I think Doug is drawing the right line (getting started vs supporting any use case). But I’d say the minimum fields also have to do with minimizing the risk that data is wrongly interpreted, and interpretation can be much harder for different classes of users. For lab workers or program coordinators, things like fraction and compartment are probably standardized across campaigns/labs and taken as redundant information. For downstream dataset users that had no interaction with the data collection process, it wouldn’t be as obvious.
So, it boils down to what use cases should be considered minimal. I think supporting surveillance campaigns across a jurisdiction is a very reasonable minimal use case, in which case geoEPSG, fraction and compartment could all be dropped. But maybe we can toy around with the idea of metadata completeness “tiers” (think bronze, silver and gold) that certify the datasets for more advanced use cases (inter-jurisdiction sharing, open access publishing, etc)?

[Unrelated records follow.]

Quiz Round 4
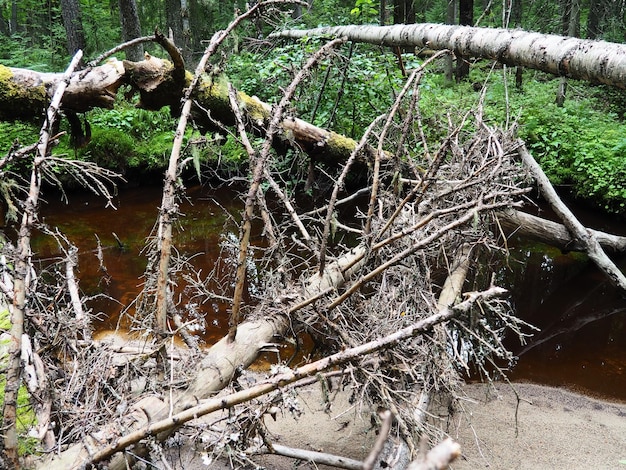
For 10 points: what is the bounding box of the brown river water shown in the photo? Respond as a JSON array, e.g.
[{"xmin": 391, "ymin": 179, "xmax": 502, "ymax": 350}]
[{"xmin": 26, "ymin": 186, "xmax": 626, "ymax": 401}]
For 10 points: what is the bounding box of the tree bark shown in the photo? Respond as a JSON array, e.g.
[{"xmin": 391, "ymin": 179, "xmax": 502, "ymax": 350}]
[
  {"xmin": 2, "ymin": 51, "xmax": 82, "ymax": 469},
  {"xmin": 118, "ymin": 0, "xmax": 143, "ymax": 62},
  {"xmin": 496, "ymin": 209, "xmax": 626, "ymax": 253},
  {"xmin": 271, "ymin": 23, "xmax": 626, "ymax": 88},
  {"xmin": 61, "ymin": 0, "xmax": 87, "ymax": 55},
  {"xmin": 39, "ymin": 247, "xmax": 365, "ymax": 470},
  {"xmin": 519, "ymin": 142, "xmax": 626, "ymax": 293},
  {"xmin": 456, "ymin": 0, "xmax": 474, "ymax": 82}
]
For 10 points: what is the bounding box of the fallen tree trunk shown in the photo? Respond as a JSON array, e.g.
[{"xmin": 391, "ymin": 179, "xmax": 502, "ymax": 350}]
[
  {"xmin": 518, "ymin": 141, "xmax": 626, "ymax": 292},
  {"xmin": 496, "ymin": 209, "xmax": 626, "ymax": 253},
  {"xmin": 59, "ymin": 287, "xmax": 498, "ymax": 469},
  {"xmin": 0, "ymin": 56, "xmax": 356, "ymax": 167},
  {"xmin": 39, "ymin": 247, "xmax": 365, "ymax": 470},
  {"xmin": 270, "ymin": 23, "xmax": 626, "ymax": 88}
]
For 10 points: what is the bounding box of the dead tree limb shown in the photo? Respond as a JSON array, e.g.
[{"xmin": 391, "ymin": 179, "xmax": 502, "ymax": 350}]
[
  {"xmin": 518, "ymin": 141, "xmax": 626, "ymax": 292},
  {"xmin": 2, "ymin": 51, "xmax": 83, "ymax": 469},
  {"xmin": 228, "ymin": 39, "xmax": 344, "ymax": 342},
  {"xmin": 269, "ymin": 443, "xmax": 363, "ymax": 470},
  {"xmin": 407, "ymin": 439, "xmax": 461, "ymax": 470},
  {"xmin": 39, "ymin": 242, "xmax": 363, "ymax": 470},
  {"xmin": 81, "ymin": 287, "xmax": 506, "ymax": 468},
  {"xmin": 495, "ymin": 209, "xmax": 626, "ymax": 253}
]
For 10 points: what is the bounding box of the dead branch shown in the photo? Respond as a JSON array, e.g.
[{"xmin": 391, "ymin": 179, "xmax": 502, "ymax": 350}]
[
  {"xmin": 407, "ymin": 439, "xmax": 461, "ymax": 470},
  {"xmin": 80, "ymin": 287, "xmax": 506, "ymax": 468},
  {"xmin": 3, "ymin": 51, "xmax": 82, "ymax": 469},
  {"xmin": 269, "ymin": 443, "xmax": 363, "ymax": 470},
  {"xmin": 270, "ymin": 23, "xmax": 626, "ymax": 88},
  {"xmin": 228, "ymin": 39, "xmax": 345, "ymax": 342},
  {"xmin": 495, "ymin": 210, "xmax": 626, "ymax": 253},
  {"xmin": 518, "ymin": 141, "xmax": 626, "ymax": 292}
]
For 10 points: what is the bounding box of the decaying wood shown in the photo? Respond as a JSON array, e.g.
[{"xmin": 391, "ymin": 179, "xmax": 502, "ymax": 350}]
[
  {"xmin": 496, "ymin": 209, "xmax": 626, "ymax": 253},
  {"xmin": 264, "ymin": 444, "xmax": 363, "ymax": 470},
  {"xmin": 519, "ymin": 141, "xmax": 626, "ymax": 292},
  {"xmin": 0, "ymin": 56, "xmax": 356, "ymax": 164},
  {"xmin": 270, "ymin": 23, "xmax": 626, "ymax": 88},
  {"xmin": 39, "ymin": 246, "xmax": 362, "ymax": 470},
  {"xmin": 407, "ymin": 439, "xmax": 461, "ymax": 470},
  {"xmin": 3, "ymin": 51, "xmax": 82, "ymax": 468},
  {"xmin": 74, "ymin": 287, "xmax": 506, "ymax": 468}
]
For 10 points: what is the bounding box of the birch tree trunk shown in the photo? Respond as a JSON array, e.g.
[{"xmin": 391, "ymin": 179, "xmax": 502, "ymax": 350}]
[{"xmin": 271, "ymin": 23, "xmax": 626, "ymax": 88}]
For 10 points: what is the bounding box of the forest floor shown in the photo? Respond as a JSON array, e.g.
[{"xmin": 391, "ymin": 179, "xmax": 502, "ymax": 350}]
[{"xmin": 167, "ymin": 383, "xmax": 626, "ymax": 470}]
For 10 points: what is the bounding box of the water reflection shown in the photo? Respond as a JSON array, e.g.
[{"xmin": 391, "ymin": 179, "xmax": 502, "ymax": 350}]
[
  {"xmin": 508, "ymin": 241, "xmax": 626, "ymax": 400},
  {"xmin": 26, "ymin": 186, "xmax": 626, "ymax": 400}
]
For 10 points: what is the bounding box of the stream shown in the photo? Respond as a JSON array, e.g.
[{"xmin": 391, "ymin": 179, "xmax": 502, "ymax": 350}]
[{"xmin": 33, "ymin": 186, "xmax": 626, "ymax": 401}]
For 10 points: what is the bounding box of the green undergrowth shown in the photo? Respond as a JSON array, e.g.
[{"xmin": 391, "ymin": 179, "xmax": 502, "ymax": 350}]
[
  {"xmin": 0, "ymin": 49, "xmax": 626, "ymax": 214},
  {"xmin": 414, "ymin": 68, "xmax": 626, "ymax": 215},
  {"xmin": 0, "ymin": 308, "xmax": 39, "ymax": 455}
]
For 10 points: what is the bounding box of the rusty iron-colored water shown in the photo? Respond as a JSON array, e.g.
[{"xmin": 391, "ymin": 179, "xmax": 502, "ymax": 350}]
[
  {"xmin": 33, "ymin": 186, "xmax": 242, "ymax": 343},
  {"xmin": 500, "ymin": 204, "xmax": 626, "ymax": 400},
  {"xmin": 29, "ymin": 187, "xmax": 626, "ymax": 400}
]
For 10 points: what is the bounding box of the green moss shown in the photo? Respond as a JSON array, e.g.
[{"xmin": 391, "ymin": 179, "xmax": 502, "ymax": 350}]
[
  {"xmin": 327, "ymin": 132, "xmax": 356, "ymax": 157},
  {"xmin": 0, "ymin": 377, "xmax": 40, "ymax": 456}
]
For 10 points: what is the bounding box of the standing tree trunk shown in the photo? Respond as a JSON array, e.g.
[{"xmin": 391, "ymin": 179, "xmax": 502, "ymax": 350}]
[
  {"xmin": 165, "ymin": 0, "xmax": 185, "ymax": 57},
  {"xmin": 446, "ymin": 0, "xmax": 456, "ymax": 82},
  {"xmin": 456, "ymin": 0, "xmax": 474, "ymax": 82},
  {"xmin": 9, "ymin": 0, "xmax": 17, "ymax": 34},
  {"xmin": 511, "ymin": 0, "xmax": 524, "ymax": 91},
  {"xmin": 118, "ymin": 0, "xmax": 143, "ymax": 62},
  {"xmin": 556, "ymin": 0, "xmax": 580, "ymax": 108},
  {"xmin": 61, "ymin": 0, "xmax": 87, "ymax": 55},
  {"xmin": 587, "ymin": 0, "xmax": 610, "ymax": 39}
]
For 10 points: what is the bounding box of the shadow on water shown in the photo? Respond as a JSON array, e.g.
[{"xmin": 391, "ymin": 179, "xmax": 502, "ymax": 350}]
[
  {"xmin": 26, "ymin": 187, "xmax": 626, "ymax": 400},
  {"xmin": 33, "ymin": 186, "xmax": 241, "ymax": 344}
]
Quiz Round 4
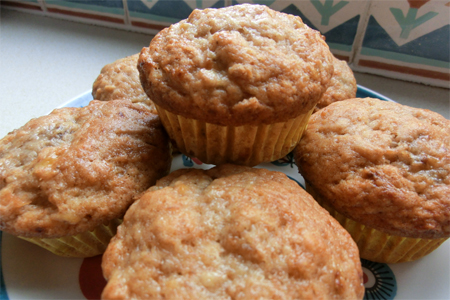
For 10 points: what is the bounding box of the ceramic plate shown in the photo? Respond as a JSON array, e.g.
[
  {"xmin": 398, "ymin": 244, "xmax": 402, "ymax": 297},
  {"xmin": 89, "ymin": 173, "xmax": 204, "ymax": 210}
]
[{"xmin": 0, "ymin": 86, "xmax": 450, "ymax": 299}]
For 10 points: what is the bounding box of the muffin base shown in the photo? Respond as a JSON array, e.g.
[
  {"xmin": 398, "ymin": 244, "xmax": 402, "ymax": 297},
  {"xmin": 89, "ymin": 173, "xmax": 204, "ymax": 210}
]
[
  {"xmin": 305, "ymin": 183, "xmax": 448, "ymax": 264},
  {"xmin": 19, "ymin": 219, "xmax": 122, "ymax": 257},
  {"xmin": 156, "ymin": 105, "xmax": 314, "ymax": 166}
]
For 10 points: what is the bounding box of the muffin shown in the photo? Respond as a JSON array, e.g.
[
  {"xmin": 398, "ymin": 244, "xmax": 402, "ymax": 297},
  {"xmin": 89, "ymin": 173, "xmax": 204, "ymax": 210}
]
[
  {"xmin": 138, "ymin": 4, "xmax": 333, "ymax": 166},
  {"xmin": 102, "ymin": 164, "xmax": 364, "ymax": 299},
  {"xmin": 92, "ymin": 53, "xmax": 156, "ymax": 113},
  {"xmin": 294, "ymin": 98, "xmax": 450, "ymax": 263},
  {"xmin": 0, "ymin": 100, "xmax": 171, "ymax": 257},
  {"xmin": 314, "ymin": 57, "xmax": 357, "ymax": 113}
]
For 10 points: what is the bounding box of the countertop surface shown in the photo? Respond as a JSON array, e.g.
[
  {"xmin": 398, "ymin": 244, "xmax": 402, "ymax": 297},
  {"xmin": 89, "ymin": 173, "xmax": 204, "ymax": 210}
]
[{"xmin": 0, "ymin": 8, "xmax": 450, "ymax": 137}]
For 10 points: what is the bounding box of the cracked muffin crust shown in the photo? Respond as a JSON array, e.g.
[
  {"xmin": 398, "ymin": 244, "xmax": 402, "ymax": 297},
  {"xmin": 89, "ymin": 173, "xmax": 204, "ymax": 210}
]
[
  {"xmin": 138, "ymin": 4, "xmax": 333, "ymax": 126},
  {"xmin": 0, "ymin": 100, "xmax": 171, "ymax": 238},
  {"xmin": 314, "ymin": 57, "xmax": 357, "ymax": 113},
  {"xmin": 295, "ymin": 98, "xmax": 450, "ymax": 239},
  {"xmin": 102, "ymin": 165, "xmax": 364, "ymax": 299},
  {"xmin": 92, "ymin": 53, "xmax": 156, "ymax": 113}
]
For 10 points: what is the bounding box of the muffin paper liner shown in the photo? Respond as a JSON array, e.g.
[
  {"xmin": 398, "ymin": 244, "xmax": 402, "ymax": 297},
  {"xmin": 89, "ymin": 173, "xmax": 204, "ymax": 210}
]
[
  {"xmin": 157, "ymin": 106, "xmax": 313, "ymax": 166},
  {"xmin": 19, "ymin": 219, "xmax": 122, "ymax": 257},
  {"xmin": 305, "ymin": 183, "xmax": 448, "ymax": 264}
]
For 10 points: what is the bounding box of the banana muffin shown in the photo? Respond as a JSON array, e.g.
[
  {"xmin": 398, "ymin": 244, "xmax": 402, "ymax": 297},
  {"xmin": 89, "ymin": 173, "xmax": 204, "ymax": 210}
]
[
  {"xmin": 0, "ymin": 100, "xmax": 171, "ymax": 257},
  {"xmin": 138, "ymin": 4, "xmax": 333, "ymax": 166},
  {"xmin": 92, "ymin": 53, "xmax": 156, "ymax": 113},
  {"xmin": 102, "ymin": 164, "xmax": 364, "ymax": 300},
  {"xmin": 314, "ymin": 57, "xmax": 357, "ymax": 113},
  {"xmin": 295, "ymin": 98, "xmax": 450, "ymax": 263}
]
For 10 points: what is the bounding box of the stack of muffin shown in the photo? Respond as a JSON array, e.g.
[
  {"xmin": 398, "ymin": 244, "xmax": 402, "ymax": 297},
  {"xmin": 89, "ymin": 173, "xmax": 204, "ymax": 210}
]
[{"xmin": 0, "ymin": 4, "xmax": 450, "ymax": 299}]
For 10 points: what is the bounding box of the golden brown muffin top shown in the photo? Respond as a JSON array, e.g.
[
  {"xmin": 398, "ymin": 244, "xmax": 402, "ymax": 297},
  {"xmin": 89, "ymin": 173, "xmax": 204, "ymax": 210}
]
[
  {"xmin": 0, "ymin": 100, "xmax": 171, "ymax": 238},
  {"xmin": 102, "ymin": 165, "xmax": 364, "ymax": 300},
  {"xmin": 138, "ymin": 4, "xmax": 333, "ymax": 126},
  {"xmin": 295, "ymin": 98, "xmax": 450, "ymax": 238},
  {"xmin": 92, "ymin": 53, "xmax": 156, "ymax": 113},
  {"xmin": 314, "ymin": 57, "xmax": 357, "ymax": 113}
]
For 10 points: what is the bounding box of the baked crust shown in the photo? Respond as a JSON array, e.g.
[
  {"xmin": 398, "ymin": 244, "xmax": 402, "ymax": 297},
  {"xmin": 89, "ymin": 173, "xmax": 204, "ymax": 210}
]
[
  {"xmin": 295, "ymin": 98, "xmax": 450, "ymax": 238},
  {"xmin": 138, "ymin": 4, "xmax": 333, "ymax": 126},
  {"xmin": 102, "ymin": 165, "xmax": 364, "ymax": 299},
  {"xmin": 314, "ymin": 57, "xmax": 358, "ymax": 113},
  {"xmin": 92, "ymin": 53, "xmax": 156, "ymax": 113},
  {"xmin": 0, "ymin": 100, "xmax": 171, "ymax": 238}
]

I also agree with the idea that the wide format should be the entry point for new users. I also really like the idea of domain-specific minimums since what counts as “obvious” or “important” context clearly varies by domain.
A lot of salient points being made here, and I think a “tiered” set of minimal templates and/or domain specific minimums are good ones.
Before continuing on to flesh that out, I will say that sure, maybe compartment and fraction aren’t necessary. And in the wide template, they’re built into the measure field, so they could (in theory) be specified ahead of time and omitted from reporting, while still maintaining that information for future use and interpretation.
It sounds like we’re trying to boil things down to the real minimal essence, but beyond that, how are we conceiving of the tiers/domains? A minimum, modest, and moderate for the domains of lab, public health, and engineers? Interested to hear more along these perspective lines, and then I’ll mock up some new minimum templates along these lines.